AneElise was a Searcy High School honor graduate and plans to attend Harding University in the fall, and Wade will attend Arkansas State University-Beebe. Drew said he wants to go to welding school and become a pipeliner.

“I instilled in them, find a job that you love, and it won’t be a job,” Pitt said. “That’s what I do.”

Pitt said as the children were growing up, she looked to adult twins and triplets for advice: “I asked them, ‘What’s the one thing you wish your mom and dad had known?’”

The answers included making sure each child got his or her own birthday cake and taking individual pictures of the children instead of always having the three together.

The Pitt children were in the same classes in kindergarten and first grade, and she said they each expressed their strong desire to stay together.

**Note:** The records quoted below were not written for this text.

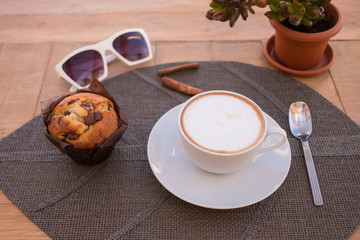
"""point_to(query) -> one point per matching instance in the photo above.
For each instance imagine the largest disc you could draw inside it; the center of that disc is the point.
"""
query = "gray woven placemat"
(121, 198)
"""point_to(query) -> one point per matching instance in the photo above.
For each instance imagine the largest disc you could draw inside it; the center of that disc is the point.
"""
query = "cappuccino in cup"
(223, 122)
(222, 131)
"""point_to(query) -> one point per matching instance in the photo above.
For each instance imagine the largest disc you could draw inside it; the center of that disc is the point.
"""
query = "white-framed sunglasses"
(131, 46)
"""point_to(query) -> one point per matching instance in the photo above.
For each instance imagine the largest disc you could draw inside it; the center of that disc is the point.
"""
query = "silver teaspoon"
(301, 128)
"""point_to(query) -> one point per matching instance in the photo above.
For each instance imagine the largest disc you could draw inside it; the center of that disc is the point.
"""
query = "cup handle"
(268, 147)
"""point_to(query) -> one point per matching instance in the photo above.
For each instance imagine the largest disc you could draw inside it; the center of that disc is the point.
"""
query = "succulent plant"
(305, 12)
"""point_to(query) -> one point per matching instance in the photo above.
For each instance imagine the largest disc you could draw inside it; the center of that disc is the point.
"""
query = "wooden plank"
(346, 73)
(250, 52)
(182, 51)
(10, 7)
(178, 23)
(159, 26)
(15, 225)
(22, 67)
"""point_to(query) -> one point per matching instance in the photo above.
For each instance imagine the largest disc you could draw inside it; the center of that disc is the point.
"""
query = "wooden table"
(35, 35)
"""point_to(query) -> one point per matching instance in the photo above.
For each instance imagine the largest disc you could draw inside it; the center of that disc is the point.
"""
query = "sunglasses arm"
(111, 57)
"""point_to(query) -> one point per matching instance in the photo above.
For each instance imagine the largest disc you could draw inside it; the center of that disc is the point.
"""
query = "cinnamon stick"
(179, 86)
(169, 70)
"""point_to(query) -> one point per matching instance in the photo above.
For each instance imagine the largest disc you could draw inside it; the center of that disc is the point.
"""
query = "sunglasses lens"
(131, 46)
(84, 66)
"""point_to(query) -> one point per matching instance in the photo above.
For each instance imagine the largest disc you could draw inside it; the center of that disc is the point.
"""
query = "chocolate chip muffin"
(84, 120)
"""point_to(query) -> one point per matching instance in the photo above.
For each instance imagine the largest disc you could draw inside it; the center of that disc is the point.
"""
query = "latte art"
(223, 123)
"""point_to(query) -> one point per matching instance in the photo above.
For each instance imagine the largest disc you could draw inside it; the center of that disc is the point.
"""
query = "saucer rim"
(178, 194)
(328, 55)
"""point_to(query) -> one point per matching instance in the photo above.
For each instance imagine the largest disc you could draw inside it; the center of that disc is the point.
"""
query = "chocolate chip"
(89, 107)
(48, 120)
(90, 119)
(73, 136)
(73, 100)
(97, 115)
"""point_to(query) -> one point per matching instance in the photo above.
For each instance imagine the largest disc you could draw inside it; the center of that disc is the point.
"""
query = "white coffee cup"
(222, 131)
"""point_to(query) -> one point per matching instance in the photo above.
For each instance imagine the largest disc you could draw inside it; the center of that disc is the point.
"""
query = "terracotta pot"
(300, 50)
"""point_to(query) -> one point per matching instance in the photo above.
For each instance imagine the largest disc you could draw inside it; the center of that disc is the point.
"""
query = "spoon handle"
(315, 188)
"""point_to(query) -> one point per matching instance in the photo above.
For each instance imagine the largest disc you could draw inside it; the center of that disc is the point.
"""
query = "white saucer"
(176, 172)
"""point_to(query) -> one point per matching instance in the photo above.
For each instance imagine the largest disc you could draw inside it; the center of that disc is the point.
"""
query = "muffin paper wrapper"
(85, 156)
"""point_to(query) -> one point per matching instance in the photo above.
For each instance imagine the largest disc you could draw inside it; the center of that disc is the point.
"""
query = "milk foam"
(222, 123)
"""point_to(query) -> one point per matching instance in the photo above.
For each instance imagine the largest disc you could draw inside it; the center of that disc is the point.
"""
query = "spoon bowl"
(301, 128)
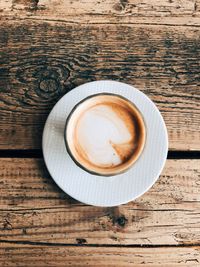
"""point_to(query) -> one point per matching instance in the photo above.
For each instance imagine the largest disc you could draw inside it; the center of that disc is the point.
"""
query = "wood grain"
(163, 12)
(40, 62)
(34, 209)
(30, 255)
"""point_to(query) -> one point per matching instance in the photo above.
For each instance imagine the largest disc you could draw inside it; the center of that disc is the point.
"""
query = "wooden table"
(48, 48)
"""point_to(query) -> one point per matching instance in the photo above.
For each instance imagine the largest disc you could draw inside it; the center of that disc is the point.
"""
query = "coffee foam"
(104, 133)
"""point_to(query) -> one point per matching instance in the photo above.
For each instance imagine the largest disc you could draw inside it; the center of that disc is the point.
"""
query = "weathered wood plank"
(171, 12)
(40, 62)
(33, 208)
(30, 255)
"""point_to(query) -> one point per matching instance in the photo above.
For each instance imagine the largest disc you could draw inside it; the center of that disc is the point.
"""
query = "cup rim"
(69, 150)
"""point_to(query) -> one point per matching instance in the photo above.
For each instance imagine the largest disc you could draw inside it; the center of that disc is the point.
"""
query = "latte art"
(111, 141)
(105, 134)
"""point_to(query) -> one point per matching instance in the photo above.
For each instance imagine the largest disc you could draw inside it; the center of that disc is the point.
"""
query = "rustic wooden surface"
(47, 48)
(34, 209)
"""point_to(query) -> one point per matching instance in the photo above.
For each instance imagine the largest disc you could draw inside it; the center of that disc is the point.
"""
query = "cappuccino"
(105, 134)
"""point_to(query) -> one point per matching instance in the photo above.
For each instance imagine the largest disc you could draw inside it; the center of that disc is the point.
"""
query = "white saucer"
(97, 190)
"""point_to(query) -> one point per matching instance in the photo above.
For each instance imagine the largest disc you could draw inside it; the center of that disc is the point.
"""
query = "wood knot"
(120, 221)
(51, 82)
(121, 5)
(48, 85)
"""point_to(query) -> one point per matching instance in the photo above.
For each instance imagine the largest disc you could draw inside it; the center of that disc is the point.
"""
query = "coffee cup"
(105, 134)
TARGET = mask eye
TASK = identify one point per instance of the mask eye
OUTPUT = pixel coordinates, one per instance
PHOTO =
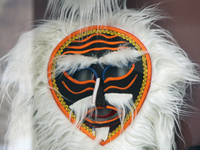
(84, 74)
(112, 71)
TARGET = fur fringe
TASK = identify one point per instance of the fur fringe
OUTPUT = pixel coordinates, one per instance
(36, 119)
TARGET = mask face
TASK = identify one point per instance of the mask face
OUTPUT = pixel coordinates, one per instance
(99, 77)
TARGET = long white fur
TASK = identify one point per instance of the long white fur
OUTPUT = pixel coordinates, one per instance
(36, 117)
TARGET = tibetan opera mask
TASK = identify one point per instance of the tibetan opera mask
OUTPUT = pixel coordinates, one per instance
(99, 77)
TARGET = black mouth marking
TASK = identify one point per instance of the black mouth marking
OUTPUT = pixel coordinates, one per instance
(103, 117)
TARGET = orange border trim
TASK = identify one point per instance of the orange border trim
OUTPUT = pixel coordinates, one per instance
(84, 40)
(92, 30)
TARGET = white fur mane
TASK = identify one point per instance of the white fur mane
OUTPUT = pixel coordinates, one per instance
(37, 120)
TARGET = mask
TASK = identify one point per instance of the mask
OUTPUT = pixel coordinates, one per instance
(106, 89)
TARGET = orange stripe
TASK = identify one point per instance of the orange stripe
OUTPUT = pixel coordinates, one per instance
(121, 77)
(87, 89)
(78, 82)
(102, 122)
(92, 49)
(96, 41)
(108, 37)
(124, 88)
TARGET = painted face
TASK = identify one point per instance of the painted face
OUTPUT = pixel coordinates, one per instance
(100, 77)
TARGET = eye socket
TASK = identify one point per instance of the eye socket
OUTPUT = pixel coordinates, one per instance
(112, 71)
(84, 74)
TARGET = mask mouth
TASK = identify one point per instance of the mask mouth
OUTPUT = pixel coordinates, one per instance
(103, 116)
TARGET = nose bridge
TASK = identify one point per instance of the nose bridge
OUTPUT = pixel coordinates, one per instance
(100, 98)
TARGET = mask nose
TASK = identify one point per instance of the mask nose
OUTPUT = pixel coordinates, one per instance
(98, 98)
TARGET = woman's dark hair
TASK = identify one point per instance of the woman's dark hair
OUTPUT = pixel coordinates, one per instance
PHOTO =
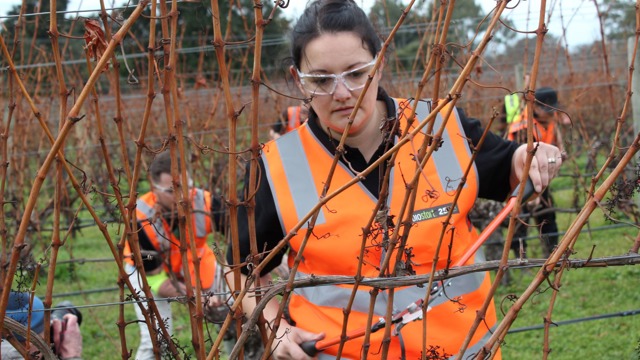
(161, 164)
(332, 16)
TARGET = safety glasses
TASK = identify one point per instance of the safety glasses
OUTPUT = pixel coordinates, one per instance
(325, 84)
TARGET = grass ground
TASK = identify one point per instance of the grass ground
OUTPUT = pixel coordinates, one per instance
(584, 293)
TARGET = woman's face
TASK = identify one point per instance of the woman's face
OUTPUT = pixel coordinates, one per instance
(336, 53)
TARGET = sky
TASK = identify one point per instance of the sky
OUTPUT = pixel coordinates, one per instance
(579, 16)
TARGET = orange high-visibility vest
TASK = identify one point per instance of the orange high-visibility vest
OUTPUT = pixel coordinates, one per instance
(294, 117)
(167, 244)
(297, 166)
(542, 133)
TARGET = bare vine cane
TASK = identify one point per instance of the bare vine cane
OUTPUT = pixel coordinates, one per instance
(54, 152)
(414, 310)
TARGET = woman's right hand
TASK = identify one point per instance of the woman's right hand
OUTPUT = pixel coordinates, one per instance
(287, 342)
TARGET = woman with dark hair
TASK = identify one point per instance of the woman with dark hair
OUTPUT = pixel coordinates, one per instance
(334, 48)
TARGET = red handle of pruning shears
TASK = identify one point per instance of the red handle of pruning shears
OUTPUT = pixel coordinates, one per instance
(409, 314)
(497, 220)
(314, 347)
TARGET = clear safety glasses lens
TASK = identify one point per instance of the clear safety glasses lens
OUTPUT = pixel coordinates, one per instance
(325, 84)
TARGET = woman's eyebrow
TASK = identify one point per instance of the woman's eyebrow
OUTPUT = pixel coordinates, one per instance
(324, 71)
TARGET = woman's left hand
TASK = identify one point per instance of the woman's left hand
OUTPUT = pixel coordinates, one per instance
(544, 166)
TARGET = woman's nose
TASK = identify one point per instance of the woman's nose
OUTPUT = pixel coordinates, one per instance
(341, 92)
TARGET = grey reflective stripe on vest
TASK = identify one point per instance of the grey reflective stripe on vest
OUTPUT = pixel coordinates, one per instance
(200, 215)
(445, 159)
(338, 297)
(298, 176)
(323, 356)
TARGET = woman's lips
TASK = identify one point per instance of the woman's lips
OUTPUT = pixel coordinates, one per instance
(346, 110)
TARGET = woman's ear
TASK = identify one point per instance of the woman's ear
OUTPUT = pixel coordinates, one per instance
(381, 67)
(296, 78)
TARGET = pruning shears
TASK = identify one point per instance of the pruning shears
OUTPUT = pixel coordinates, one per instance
(482, 238)
(410, 313)
(414, 312)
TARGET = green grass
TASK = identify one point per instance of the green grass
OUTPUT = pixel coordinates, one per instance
(584, 293)
(99, 327)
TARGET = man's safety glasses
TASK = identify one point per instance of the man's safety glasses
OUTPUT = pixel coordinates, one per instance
(325, 84)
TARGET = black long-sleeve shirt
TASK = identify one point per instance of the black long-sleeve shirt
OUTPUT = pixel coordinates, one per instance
(493, 164)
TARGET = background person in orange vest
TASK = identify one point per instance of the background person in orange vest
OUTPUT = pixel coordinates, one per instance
(334, 48)
(545, 121)
(291, 118)
(159, 239)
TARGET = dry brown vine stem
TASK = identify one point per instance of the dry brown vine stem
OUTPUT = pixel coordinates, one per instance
(566, 244)
(219, 44)
(53, 153)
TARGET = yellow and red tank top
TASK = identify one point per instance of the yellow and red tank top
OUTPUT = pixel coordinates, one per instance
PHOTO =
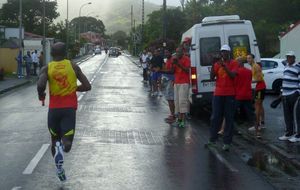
(62, 84)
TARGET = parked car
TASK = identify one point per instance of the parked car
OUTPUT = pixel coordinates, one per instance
(113, 52)
(206, 39)
(273, 72)
(97, 51)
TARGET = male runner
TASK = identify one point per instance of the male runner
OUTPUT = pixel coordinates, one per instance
(62, 77)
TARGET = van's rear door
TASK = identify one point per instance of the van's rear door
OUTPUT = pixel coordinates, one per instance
(239, 37)
(210, 39)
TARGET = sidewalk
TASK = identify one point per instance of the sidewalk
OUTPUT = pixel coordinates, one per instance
(274, 123)
(275, 126)
(12, 82)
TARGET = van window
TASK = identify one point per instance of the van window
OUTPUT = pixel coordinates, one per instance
(209, 50)
(240, 46)
(266, 65)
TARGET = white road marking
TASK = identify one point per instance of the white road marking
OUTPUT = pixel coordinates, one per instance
(16, 188)
(34, 162)
(223, 160)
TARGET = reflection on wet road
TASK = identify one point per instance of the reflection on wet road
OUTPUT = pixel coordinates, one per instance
(122, 142)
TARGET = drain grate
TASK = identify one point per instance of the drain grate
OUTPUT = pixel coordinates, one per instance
(117, 109)
(134, 137)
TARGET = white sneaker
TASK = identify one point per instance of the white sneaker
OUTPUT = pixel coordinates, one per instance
(294, 139)
(285, 138)
(253, 128)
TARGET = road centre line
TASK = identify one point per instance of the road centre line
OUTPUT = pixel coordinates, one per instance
(33, 163)
(93, 78)
(16, 188)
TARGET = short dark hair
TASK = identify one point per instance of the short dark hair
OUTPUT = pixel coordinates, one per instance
(252, 55)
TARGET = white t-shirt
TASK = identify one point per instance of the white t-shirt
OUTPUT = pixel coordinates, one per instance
(144, 61)
(35, 58)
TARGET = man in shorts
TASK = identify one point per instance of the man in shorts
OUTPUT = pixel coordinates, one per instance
(61, 76)
(156, 63)
(224, 72)
(169, 91)
(260, 89)
(181, 70)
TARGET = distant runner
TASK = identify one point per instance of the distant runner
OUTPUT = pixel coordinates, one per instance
(62, 77)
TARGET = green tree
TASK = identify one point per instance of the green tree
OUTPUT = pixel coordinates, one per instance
(88, 24)
(121, 38)
(154, 25)
(32, 14)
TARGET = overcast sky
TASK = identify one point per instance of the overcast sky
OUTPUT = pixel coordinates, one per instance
(74, 6)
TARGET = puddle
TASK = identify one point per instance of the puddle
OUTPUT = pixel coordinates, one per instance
(269, 163)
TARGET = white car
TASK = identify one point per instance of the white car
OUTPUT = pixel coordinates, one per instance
(97, 51)
(273, 72)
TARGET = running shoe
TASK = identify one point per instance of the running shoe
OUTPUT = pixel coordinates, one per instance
(285, 137)
(181, 124)
(294, 139)
(170, 119)
(59, 161)
(258, 134)
(61, 175)
(253, 128)
(160, 94)
(210, 144)
(262, 124)
(226, 147)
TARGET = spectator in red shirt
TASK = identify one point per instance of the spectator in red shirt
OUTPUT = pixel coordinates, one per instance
(243, 96)
(223, 105)
(181, 70)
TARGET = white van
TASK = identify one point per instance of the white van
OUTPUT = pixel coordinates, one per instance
(206, 40)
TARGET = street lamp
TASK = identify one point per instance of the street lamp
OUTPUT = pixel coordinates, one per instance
(83, 6)
(67, 30)
(80, 16)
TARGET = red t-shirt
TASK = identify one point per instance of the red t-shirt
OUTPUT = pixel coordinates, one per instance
(260, 85)
(182, 77)
(243, 82)
(224, 84)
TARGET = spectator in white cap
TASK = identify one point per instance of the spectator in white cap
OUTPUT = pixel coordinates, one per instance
(223, 105)
(290, 98)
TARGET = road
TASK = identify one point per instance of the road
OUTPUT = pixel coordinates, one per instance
(121, 141)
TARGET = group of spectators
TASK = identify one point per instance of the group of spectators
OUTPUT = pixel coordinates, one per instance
(176, 73)
(233, 92)
(31, 61)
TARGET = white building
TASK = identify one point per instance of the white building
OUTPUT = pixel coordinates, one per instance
(11, 33)
(290, 41)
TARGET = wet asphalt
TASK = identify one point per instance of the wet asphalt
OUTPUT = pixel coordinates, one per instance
(121, 141)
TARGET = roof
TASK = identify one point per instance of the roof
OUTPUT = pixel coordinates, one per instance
(31, 35)
(290, 29)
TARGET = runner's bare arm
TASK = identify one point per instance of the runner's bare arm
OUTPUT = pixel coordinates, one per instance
(42, 82)
(85, 84)
(212, 73)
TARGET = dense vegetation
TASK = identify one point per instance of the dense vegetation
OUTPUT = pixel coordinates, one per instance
(269, 17)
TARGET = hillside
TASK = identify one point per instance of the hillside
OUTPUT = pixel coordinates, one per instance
(118, 16)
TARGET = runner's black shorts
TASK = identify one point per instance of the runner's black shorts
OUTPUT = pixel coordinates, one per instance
(260, 94)
(61, 121)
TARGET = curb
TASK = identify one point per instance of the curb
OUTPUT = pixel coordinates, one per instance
(33, 81)
(16, 86)
(280, 153)
(137, 64)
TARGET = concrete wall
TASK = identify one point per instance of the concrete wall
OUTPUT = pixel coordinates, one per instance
(7, 59)
(13, 33)
(291, 42)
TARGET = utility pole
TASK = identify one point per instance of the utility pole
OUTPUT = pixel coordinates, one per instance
(44, 33)
(164, 34)
(67, 30)
(20, 25)
(131, 13)
(143, 22)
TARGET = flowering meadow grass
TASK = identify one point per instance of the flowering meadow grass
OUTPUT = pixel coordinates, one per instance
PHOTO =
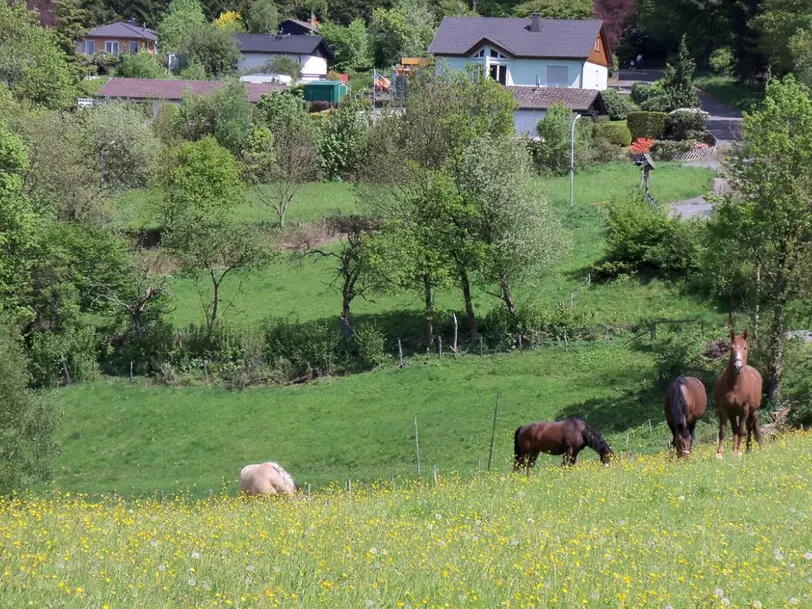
(646, 532)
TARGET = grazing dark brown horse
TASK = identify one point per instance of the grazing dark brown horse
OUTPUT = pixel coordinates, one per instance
(685, 402)
(738, 396)
(567, 437)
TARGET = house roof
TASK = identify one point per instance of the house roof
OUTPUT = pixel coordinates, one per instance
(123, 29)
(558, 38)
(541, 98)
(283, 45)
(305, 24)
(146, 88)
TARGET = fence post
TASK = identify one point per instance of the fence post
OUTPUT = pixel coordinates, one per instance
(417, 446)
(493, 431)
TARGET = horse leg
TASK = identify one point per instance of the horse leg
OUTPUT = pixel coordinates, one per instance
(722, 428)
(738, 429)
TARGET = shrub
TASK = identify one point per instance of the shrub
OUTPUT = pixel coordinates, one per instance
(306, 348)
(615, 133)
(641, 145)
(641, 91)
(52, 353)
(646, 124)
(617, 104)
(668, 150)
(370, 345)
(682, 123)
(642, 239)
(721, 61)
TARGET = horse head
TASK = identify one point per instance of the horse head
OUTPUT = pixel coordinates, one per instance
(739, 349)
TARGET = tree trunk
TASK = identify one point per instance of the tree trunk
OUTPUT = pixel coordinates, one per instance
(469, 304)
(776, 350)
(503, 283)
(429, 312)
(346, 319)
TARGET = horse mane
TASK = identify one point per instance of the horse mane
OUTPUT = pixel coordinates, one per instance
(677, 402)
(592, 438)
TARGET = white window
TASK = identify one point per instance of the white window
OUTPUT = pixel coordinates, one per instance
(499, 73)
(557, 76)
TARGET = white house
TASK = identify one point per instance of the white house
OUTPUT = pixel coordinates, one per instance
(312, 52)
(543, 61)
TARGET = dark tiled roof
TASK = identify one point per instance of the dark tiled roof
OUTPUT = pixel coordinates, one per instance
(305, 24)
(541, 98)
(288, 45)
(558, 38)
(123, 30)
(145, 88)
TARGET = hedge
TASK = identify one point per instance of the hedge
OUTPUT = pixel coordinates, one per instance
(646, 124)
(615, 133)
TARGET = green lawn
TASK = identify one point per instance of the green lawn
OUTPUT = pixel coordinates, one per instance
(303, 289)
(136, 438)
(726, 89)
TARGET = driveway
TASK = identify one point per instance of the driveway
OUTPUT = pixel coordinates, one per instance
(724, 121)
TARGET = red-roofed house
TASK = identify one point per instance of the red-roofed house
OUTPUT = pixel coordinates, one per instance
(159, 92)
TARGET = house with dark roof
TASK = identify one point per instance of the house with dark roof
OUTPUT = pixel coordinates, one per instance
(543, 61)
(118, 38)
(158, 92)
(310, 51)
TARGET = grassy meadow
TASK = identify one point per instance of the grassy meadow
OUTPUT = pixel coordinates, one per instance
(646, 532)
(138, 438)
(302, 289)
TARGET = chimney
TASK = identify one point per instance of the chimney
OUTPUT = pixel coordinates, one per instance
(535, 22)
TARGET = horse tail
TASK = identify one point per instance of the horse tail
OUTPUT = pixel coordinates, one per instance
(516, 454)
(677, 400)
(594, 440)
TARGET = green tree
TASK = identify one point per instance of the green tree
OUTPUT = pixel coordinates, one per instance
(140, 65)
(213, 48)
(32, 64)
(559, 9)
(350, 45)
(520, 234)
(405, 30)
(552, 154)
(27, 419)
(226, 114)
(201, 186)
(769, 218)
(182, 16)
(261, 17)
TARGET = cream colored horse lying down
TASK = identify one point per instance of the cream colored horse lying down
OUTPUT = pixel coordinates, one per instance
(266, 479)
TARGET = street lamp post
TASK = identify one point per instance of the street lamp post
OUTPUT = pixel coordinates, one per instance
(572, 159)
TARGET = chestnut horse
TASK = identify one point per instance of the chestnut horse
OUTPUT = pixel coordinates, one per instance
(685, 402)
(738, 396)
(567, 437)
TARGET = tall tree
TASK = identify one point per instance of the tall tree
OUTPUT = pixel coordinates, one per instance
(769, 215)
(32, 64)
(182, 16)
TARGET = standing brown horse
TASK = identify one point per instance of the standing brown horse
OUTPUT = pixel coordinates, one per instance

“When I asked Wade, he said, “Mommy, if I’m not in a class with my bubby and sissy, I will get up and find my bubby and sissy,” Pitt recalled.

AneElise said the best part of being a triplet is “having someone to spend time with.” The worst part is “having to share.”

She said her mother “made sure we’ve had everything that we’ve needed.”

Drew and Wade agreed that having to share things was the least fun part about being triplets, and having someone to be with was a positive.

“The best part about being a triplet is the fact that there’s always someone there if you need them,” Drew said.

The brothers also said they appreciate their mother and what she has done for them.

“My mom taught me right from wrong, how to love and take care of things, how to be respectful and responsible, how to treat women,” Drew said. “She taught me how to take care of myself and, lastly, not to ever give up.”

Wade said, “She’s there for us. I’d say she’s a good mom because she lets us do what we want, as long as we tell her what we’re doing.”

Pitt said she has “no regrets” as a mother.

She recalled that one Valentine’s Day, she wrote each of them a special card. All three made a comment about being her favorite, she said. “They all felt that way.”

“I’ve known them inside the womb, and I’ve known them outside, and I know them better than anybody in the world, and they know that,” she said.